Mountain sickness is a syndrome that occurs when people move from plains to plateaus (areas above 3,000 meters above sea level, which have obvious biological effects on the body) or from low-altitude areas to higher-altitude areas due to incomplete or maladjusted adaptability to the low-oxygen environment. The cause of the disease is hypoxia caused by the low-oxygen environment on the plateau.

China boasts the world's highest plateau, the Qinghai-Tibet Plateau. Known as the "Roof of the World" and the "Third Pole of the Earth," the plateau boasts an average elevation of 4,000 meters and accounts for 26% of my country's total land area. The harsh living environment, characterized by high altitude, oxygen deprivation, dryness, and strong ultraviolet rays, has left over 10 million people suffering from a variety of acute and chronic illnesses caused by hypoxia.

Classification of altitude sickness

Acute mountain sickness refers to the acute hypoxia reaction or disease that occurs when first entering the plateau. It is divided into: cerebral acute mountain sickness (also known as plateau coma or high-altitude cerebral edema), pulmonary acute mountain sickness (also known as high-altitude pulmonary edema), and mixed type (that is, the combined manifestation of pulmonary and cerebral types).

Chronic mountain sickness refers to those who develop the disease more than half a year after arriving at the plateau or whose original acute mountain sickness symptoms persist. It is divided into: plateau heart disease, high-altitude polycythemia, high-altitude blood pressure abnormalities (including high-altitude hypertension and high-altitude hypotension), and mixed chronic mountain sickness (that is, heart disease and polycythemia coexist).

Among them, high-altitude pulmonary edema, high-altitude cerebral edema and high-altitude heart disease are the most serious symptoms of altitude sickness.

Current status of research on plateau diseases in my country
Driven by the national strategic goal of "expanding life space, developing western resources, ensuring national security, and promoting overall development," my country's plateau medicine research system has been gradually strengthened in recent years. This system has formed a working mechanism based on the prevention and treatment needs of altitude sickness, plateau diseases, infectious diseases, and endemic diseases, guided by clinical applications, centered around medical institutions, and supported by collaborative networks. This system has achieved positive results in basic research, academic exchange, talent development, and the application of research results.

In the field of high-altitude medicine, the study of altitude sickness has long been a focus of scientific attention. To better understand the pathogenesis of altitude sickness and explore effective prevention and treatment strategies, the development of accurate and stable animal models is crucial. This article will introduce several common methods for establishing animal models of altitude sickness.

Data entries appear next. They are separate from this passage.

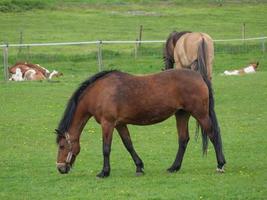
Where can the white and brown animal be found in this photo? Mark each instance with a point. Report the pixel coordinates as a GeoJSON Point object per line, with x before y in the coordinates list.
{"type": "Point", "coordinates": [251, 68]}
{"type": "Point", "coordinates": [32, 72]}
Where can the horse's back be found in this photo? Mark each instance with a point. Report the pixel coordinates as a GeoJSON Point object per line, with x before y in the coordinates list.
{"type": "Point", "coordinates": [144, 99]}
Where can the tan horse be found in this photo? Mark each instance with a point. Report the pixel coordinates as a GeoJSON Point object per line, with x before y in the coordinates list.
{"type": "Point", "coordinates": [187, 49]}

Methods for establishing common animal models of altitude sickness

High Altitude Pulmonary Edema (HAPE) Model

High-altitude pulmonary edema (HAPE) is a severe, acute high-altitude disease characterized by rapid onset and progression, often occurring at night during sleep. Without timely diagnosis and treatment, it can be life-threatening.

Environmental simulation: SD rats were placed in a hypobaric oxygen chamber group (simulating hypoxia exposure at an altitude of 6000 m for 48 h) and a field hypoxia group (simulating hypoxia exposure at an altitude of 4200 m for 28 days);
Index detection: The dry-to-wet ratio, morphological and pathophysiological characteristics, expression of key genes aquaporin 1 (AQP-1) and vascular endothelial growth factor (VEGF), and oxidative stress levels of the lung tissue of experimental rats were detected;
Modeling Effect: Test results showed that pulmonary artery pressure and lung tissue water content increased significantly in both the hypobaric oxygen chamber and field hypoxia groups, while oxygen partial pressure and oxygen saturation decreased. Light microscopy revealed significantly widened alveolar walls and alveolar septa in both groups, with numerous red blood cells and inflammatory cells overflowing, and significant edema in the alveolar septa.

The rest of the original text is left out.